TIP: Cut the veggies to the correct size so they cook in the allocated time. TIP: Beetroot stays firm when cooked. It's done when you can pierce it with a fork.


While the veggies are roasting, cut the haloumi into 1cm slices. Place the haloumi slices in a bowl of cold water to soak. Finely chop the garlic (or use a garlic press). Roughly chop the baby spinach leaves.

TIP: Soaking the haloumi helps mellow out the saltiness!


In a medium saucepan, melt the butter over a medium-high heat. Add the garlic and garlic & herb seasoning (see ingredients list) and cook until fragrant, 1 minute. Add the water and vegetable stock and bring to the boil. Add the couscous and a drizzle of olive oil. Stir to combine, cover with a lid and remove from the heat. Set aside until all the water is absorbed, 5 minutes. Fluff up with a fork.

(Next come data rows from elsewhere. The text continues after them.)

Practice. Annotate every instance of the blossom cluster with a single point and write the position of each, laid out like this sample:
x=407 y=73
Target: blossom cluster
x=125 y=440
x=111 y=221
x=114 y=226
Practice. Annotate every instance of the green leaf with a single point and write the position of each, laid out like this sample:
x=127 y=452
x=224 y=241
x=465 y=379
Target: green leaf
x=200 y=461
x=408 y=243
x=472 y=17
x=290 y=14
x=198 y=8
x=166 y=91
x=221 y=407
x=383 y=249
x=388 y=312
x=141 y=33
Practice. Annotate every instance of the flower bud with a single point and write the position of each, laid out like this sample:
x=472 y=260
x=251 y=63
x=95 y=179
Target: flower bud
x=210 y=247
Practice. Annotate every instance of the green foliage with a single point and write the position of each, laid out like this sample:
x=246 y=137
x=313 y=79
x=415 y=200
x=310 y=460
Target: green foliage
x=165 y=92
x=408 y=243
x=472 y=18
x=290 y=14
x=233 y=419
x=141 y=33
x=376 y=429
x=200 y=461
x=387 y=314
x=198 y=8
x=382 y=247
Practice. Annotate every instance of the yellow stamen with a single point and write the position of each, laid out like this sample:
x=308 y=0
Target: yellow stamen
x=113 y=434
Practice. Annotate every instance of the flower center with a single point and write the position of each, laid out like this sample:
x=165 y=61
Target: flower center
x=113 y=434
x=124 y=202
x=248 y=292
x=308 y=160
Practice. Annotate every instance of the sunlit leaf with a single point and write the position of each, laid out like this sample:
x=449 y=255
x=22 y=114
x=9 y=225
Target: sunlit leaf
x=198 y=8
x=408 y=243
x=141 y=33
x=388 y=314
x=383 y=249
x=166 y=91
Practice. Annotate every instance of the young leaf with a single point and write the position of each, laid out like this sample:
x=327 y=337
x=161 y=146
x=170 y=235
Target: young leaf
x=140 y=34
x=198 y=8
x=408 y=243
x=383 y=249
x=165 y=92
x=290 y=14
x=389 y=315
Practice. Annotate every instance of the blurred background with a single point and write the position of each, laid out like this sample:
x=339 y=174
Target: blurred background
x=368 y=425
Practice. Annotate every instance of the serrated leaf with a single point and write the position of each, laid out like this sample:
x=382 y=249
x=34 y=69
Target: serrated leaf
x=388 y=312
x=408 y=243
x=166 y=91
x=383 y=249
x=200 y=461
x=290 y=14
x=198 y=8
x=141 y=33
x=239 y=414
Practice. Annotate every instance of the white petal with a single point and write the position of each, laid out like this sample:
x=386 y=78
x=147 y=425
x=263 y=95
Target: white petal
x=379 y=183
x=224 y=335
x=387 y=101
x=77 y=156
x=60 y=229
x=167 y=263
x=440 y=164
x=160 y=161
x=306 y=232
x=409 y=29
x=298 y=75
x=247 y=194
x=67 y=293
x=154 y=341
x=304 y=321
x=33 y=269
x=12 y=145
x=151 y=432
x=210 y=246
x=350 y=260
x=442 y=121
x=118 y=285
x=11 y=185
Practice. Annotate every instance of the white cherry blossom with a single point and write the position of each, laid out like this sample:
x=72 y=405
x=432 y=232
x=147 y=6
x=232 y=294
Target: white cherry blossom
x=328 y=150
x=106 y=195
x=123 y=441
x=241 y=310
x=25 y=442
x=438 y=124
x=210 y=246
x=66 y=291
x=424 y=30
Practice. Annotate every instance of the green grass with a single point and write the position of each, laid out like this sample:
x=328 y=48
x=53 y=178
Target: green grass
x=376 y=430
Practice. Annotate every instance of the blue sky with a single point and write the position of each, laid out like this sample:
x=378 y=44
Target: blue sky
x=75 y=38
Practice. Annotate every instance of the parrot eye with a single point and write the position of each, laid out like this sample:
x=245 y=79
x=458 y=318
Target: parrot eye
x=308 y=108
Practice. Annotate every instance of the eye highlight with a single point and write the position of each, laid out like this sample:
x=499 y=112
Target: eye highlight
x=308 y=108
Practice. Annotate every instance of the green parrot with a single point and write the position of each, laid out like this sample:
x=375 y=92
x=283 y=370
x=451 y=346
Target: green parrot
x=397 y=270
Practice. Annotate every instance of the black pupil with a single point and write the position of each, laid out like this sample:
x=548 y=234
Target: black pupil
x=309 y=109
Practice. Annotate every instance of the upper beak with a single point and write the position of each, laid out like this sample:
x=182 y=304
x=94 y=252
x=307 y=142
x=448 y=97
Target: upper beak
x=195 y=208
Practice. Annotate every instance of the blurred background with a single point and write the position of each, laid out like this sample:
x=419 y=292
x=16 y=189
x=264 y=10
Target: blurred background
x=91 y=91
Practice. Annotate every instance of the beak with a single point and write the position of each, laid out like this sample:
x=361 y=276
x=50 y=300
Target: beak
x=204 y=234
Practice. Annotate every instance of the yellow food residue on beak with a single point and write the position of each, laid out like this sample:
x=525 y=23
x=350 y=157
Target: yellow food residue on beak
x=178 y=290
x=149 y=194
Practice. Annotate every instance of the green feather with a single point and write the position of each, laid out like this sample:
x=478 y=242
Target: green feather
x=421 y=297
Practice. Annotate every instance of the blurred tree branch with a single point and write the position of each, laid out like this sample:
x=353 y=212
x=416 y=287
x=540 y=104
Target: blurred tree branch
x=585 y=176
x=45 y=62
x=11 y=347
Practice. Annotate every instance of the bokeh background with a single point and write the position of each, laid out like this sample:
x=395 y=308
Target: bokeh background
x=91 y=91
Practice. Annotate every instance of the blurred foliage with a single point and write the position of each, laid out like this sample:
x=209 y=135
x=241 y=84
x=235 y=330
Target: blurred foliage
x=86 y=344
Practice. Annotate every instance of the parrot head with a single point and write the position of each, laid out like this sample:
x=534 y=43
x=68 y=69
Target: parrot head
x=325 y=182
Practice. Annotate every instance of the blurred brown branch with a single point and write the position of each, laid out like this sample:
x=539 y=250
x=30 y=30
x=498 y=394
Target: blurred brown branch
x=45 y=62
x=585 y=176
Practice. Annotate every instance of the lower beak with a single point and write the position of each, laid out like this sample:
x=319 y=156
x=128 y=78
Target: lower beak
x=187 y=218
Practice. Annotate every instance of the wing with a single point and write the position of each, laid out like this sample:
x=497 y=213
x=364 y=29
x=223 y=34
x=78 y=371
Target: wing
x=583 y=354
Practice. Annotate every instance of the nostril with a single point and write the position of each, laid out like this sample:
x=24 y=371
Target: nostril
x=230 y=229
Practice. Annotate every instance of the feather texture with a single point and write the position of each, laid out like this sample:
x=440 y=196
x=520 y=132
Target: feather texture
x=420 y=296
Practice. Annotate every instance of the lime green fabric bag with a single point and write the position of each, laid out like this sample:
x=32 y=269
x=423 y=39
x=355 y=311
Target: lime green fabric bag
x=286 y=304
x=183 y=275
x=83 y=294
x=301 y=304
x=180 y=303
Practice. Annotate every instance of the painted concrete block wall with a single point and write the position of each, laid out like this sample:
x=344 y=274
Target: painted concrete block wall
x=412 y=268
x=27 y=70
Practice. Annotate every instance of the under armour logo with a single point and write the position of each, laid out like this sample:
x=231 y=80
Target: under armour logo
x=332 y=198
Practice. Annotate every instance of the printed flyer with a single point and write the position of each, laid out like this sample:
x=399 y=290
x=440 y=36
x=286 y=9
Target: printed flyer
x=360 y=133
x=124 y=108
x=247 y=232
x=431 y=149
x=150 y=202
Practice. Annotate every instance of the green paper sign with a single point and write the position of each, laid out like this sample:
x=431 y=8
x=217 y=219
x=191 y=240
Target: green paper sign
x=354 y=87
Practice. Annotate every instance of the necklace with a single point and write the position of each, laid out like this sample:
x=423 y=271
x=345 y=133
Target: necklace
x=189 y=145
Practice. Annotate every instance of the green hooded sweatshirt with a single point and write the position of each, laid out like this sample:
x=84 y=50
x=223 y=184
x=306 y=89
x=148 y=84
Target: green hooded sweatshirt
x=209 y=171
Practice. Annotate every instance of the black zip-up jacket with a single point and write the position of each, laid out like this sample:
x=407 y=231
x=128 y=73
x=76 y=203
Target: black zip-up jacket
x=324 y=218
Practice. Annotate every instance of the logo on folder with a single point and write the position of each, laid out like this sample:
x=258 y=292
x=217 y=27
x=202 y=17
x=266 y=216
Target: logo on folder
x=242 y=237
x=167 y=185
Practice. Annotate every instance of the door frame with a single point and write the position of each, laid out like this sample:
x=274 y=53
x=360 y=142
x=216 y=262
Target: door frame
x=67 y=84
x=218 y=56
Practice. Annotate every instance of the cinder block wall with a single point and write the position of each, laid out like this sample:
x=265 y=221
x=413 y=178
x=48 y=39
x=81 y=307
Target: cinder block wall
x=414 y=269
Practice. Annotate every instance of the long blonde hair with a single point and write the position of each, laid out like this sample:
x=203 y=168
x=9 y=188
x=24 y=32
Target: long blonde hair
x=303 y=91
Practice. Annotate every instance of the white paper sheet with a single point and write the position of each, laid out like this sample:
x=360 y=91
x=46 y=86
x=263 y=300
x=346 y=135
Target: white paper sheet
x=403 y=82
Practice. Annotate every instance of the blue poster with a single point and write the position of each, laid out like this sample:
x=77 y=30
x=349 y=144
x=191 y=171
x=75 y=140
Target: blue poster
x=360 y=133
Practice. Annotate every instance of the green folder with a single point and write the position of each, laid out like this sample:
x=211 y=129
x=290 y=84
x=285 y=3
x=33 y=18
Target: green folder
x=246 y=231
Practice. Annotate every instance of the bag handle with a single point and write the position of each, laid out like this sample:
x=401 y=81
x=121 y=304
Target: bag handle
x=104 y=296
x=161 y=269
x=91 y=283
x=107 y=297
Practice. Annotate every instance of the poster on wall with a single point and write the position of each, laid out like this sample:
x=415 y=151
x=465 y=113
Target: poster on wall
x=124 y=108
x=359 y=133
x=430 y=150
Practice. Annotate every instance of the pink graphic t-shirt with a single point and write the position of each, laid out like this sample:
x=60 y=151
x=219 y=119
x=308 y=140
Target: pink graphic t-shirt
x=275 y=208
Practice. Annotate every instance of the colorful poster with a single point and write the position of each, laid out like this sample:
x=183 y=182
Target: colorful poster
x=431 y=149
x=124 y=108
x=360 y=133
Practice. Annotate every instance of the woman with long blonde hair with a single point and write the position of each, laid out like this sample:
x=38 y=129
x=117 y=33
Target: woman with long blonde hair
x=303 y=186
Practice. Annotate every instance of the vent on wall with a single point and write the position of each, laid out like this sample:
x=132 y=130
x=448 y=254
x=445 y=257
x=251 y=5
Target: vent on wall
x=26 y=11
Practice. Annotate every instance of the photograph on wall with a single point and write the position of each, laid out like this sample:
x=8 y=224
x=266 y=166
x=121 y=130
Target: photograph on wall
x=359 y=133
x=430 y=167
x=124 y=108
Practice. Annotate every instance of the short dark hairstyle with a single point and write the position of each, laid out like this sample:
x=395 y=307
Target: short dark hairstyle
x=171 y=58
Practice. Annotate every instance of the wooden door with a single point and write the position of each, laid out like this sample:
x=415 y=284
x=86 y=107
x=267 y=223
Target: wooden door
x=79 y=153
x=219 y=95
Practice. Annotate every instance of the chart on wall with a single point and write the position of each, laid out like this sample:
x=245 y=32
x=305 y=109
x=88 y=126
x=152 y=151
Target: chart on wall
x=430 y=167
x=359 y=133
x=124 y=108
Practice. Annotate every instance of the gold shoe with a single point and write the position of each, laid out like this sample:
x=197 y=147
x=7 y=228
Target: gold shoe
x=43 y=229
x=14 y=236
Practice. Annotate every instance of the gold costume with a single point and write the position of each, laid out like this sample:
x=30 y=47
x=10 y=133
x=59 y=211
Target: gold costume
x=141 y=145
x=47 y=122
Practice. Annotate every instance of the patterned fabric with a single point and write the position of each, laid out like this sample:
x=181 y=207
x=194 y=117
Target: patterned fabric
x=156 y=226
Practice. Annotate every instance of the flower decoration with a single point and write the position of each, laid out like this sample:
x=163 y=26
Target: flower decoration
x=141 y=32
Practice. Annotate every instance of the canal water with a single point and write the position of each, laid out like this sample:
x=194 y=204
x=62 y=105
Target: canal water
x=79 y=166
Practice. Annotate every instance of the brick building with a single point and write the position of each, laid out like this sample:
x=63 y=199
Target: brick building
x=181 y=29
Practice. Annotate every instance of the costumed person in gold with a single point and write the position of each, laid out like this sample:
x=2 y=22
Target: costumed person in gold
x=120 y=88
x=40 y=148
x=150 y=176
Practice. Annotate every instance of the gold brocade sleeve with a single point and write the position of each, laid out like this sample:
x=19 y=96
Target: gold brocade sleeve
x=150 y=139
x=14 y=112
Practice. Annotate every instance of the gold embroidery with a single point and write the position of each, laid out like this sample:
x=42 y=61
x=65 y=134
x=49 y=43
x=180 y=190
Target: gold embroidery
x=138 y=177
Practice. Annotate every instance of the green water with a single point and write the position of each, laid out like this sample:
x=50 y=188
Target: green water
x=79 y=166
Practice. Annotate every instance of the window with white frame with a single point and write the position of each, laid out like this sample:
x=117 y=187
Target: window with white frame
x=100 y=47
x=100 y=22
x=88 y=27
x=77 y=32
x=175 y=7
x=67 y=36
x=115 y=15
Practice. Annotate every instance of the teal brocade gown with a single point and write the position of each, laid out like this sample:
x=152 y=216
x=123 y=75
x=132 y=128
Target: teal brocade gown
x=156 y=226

When the veggies have 5 minutes cook time remaining, heat a medium frying pan over a medium-high heat with a drizzle of olive oil. Pat the haloumi dry with paper towel and add to the pan. Cook until golden brown, 2 minutes each side.


When the couscous is done, stir through the baby spinach and season to taste with pepper.


Divide the garlic and herb couscous between plates. Top with the roasted veggies and haloumi. Spoon over the yoghurt.